Can’t let go of his / her own ideas. If you can’t ever accept that someone can have a better idea than you do, you need to write alone. I have written with people who never liked any ideas I had and I got the distinct impression that my role for the day was to tell them how great they were. That is not a co-write session. That’s a praise session. And those writers don’t need me or any other actual writer. They just need someone to praise them, and that someone literally can be anyone. Good co-writers listen well, and they can let go of an idea if a better one comes along. A great line can kill a song if it doesn’t work in context. Let go of any sacred cows and let the song to be the king. Do whatever is best to serve the song in every instance.
Doesn’t contribute. I have cuts with co-writers who only contributed one line to the song, but they tried hard and participated all day long. That’s fine. What’s not cool is a co-writer who is on the phone or the Internet all day and is never really engaged in the process. Basically, the type of co-writer who is sitting there and exists in the room physically but it’s just physically! This happens more than you would imagine. Stay engaged and throw out ideas. Even if they are bad, they may spark the right idea from someone else. At least you are “trying” to contribute. If it works or not is another matter but trying to contribute is the minimum you can do.
He / She is in awe of your success. Co-writes where one person is in awe of the other turn into fan club sessions. Nothing really gets done because one person is afraid to challenge the other. You are not going to tell someone you are in awe of that their line is no good or their melody is boring. Tell yourself that you deserve to be in the room and that you have something too contribute. If you can’t make yourself believe that, you are probably not ready for this co-write yet.

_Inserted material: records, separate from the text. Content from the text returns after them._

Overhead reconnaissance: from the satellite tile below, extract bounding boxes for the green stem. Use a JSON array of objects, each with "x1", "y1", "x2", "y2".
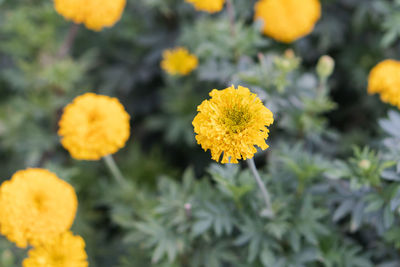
[
  {"x1": 103, "y1": 155, "x2": 126, "y2": 185},
  {"x1": 247, "y1": 158, "x2": 274, "y2": 217}
]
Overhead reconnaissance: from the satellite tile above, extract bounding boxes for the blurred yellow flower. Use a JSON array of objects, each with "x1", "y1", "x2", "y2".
[
  {"x1": 368, "y1": 59, "x2": 400, "y2": 109},
  {"x1": 22, "y1": 232, "x2": 89, "y2": 267},
  {"x1": 254, "y1": 0, "x2": 321, "y2": 43},
  {"x1": 54, "y1": 0, "x2": 126, "y2": 31},
  {"x1": 161, "y1": 47, "x2": 198, "y2": 75},
  {"x1": 185, "y1": 0, "x2": 225, "y2": 13},
  {"x1": 58, "y1": 93, "x2": 130, "y2": 160},
  {"x1": 0, "y1": 169, "x2": 78, "y2": 248},
  {"x1": 193, "y1": 86, "x2": 274, "y2": 163}
]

Continually calls or emails to ask about the song after you finish the co-write. It’s hard to be a new writer and not get any feedback from your song, but you don’t want to ruin your writing relationship with a great co-writer by bugging them to death about the song. If the song gets put on hold or gets cut, they definitely will tell you. If not, there is nothing to tell you. Trust that your co-writer will let you know if something happens with your song. Until then, take a deep breathe, and work on the next song. Collaboration with another writer is a relationship you want to treat with respect. Be sure the song belongs to your co-writer as much as it belongs to you, and they will try to get the song to go somewhere as much as you would. Keep asking has no result other than irritating your co-writer and making them not want to write with you anymore!